Iowa’s tornado season is over for 2011 and forecasters say it was a fairly typical season in many ways, with a few surprises. National Weather Service meteorologist Brad Small says an even 50 tornadoes were confirmed in Iowa over the past year.

“Fifty is right about normal for the number of tornadoes in a season,” Small says. “The 30-year average is 47, so it’s really typical for a tornado season. They were clustered in three different primary events in March, April and another one in May.” He says most of this year’s twisters hit between 9 and 10 P.M.

“Tornadoes typically occur during peak heating of the day which is the late afternoon and early evening hours,” Small says. “We also had some tornadoes late in the night and early in the morning in July, not too many but that also occurs infrequently.”

A total of 20 twisters hit on a single day, April 9th, the day the Monona County town of Mapleton was hit, destroying about a hundred homes and businesses over 15 blocks. This year, no deaths were reported statewide from tornadoes but 16 people were hurt, 14 of them in the Mapleton tornado.

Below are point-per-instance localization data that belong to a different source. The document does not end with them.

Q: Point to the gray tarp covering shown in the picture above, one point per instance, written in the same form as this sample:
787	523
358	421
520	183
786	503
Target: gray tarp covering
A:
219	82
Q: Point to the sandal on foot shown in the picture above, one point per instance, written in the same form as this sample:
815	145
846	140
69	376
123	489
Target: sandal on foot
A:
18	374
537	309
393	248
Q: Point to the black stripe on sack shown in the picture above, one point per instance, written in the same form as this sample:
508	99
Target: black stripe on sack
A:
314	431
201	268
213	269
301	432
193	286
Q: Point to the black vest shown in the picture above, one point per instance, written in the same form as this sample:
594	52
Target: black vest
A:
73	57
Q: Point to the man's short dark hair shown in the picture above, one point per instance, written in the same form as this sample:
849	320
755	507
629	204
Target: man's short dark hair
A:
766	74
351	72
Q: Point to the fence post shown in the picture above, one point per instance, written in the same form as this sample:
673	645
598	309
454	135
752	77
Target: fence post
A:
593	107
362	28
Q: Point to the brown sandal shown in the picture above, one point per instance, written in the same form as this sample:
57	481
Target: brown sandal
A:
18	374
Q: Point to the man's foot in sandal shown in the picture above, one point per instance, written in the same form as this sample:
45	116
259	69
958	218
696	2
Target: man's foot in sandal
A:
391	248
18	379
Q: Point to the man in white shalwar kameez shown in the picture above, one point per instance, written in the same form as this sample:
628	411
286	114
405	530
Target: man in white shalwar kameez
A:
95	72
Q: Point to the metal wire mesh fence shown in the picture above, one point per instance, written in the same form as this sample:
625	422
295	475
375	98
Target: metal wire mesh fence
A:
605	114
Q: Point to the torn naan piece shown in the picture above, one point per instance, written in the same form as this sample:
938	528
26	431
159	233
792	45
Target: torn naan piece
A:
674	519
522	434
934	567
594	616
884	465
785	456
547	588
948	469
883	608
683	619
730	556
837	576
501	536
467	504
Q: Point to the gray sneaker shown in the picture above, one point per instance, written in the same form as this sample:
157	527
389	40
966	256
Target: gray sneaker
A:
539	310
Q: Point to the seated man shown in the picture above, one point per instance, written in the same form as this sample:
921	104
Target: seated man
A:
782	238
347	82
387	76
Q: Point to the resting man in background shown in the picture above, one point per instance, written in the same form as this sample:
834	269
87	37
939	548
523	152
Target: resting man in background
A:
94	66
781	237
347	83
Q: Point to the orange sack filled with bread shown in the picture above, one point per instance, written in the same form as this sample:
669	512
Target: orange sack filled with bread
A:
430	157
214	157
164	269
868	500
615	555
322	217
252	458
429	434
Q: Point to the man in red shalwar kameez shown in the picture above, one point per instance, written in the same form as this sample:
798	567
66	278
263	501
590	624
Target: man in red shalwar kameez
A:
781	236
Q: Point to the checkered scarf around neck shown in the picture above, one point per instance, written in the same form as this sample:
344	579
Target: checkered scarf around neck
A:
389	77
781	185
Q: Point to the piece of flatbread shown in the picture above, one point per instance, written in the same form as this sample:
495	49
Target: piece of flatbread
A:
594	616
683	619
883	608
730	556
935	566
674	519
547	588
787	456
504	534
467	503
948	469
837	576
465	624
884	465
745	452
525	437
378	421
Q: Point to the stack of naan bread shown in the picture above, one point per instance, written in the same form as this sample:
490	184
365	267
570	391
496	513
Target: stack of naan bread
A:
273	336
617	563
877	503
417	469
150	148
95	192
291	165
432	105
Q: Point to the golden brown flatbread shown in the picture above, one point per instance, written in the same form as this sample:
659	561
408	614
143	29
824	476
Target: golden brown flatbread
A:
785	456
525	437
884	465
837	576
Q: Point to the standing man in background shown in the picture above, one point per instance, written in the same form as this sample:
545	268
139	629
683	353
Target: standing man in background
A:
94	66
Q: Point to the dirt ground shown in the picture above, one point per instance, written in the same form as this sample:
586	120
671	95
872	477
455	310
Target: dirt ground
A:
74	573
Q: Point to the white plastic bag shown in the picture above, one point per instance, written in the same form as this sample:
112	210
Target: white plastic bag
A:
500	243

The average path cut by a tornado this year was three miles long but one tornado went nearly 30 miles. While Small says tornado season is essentially over for the year, tornadoes can hit during any month. “The chances are certainly diminishing and we’re all but over,” Small says. “You remember back in 2005, we had a tornado outbreak in November but we’re several weeks past that point. They hit Woodward and Stratford.”

Typically, he says temperatures need to at least be in the 60s with a dew point in the 50s for tornadoes to form. The last tornado of this year’s season was reported on July 11th. It marks the earliest cessation of tornado activity in the state since reliable records started being kept in 1980.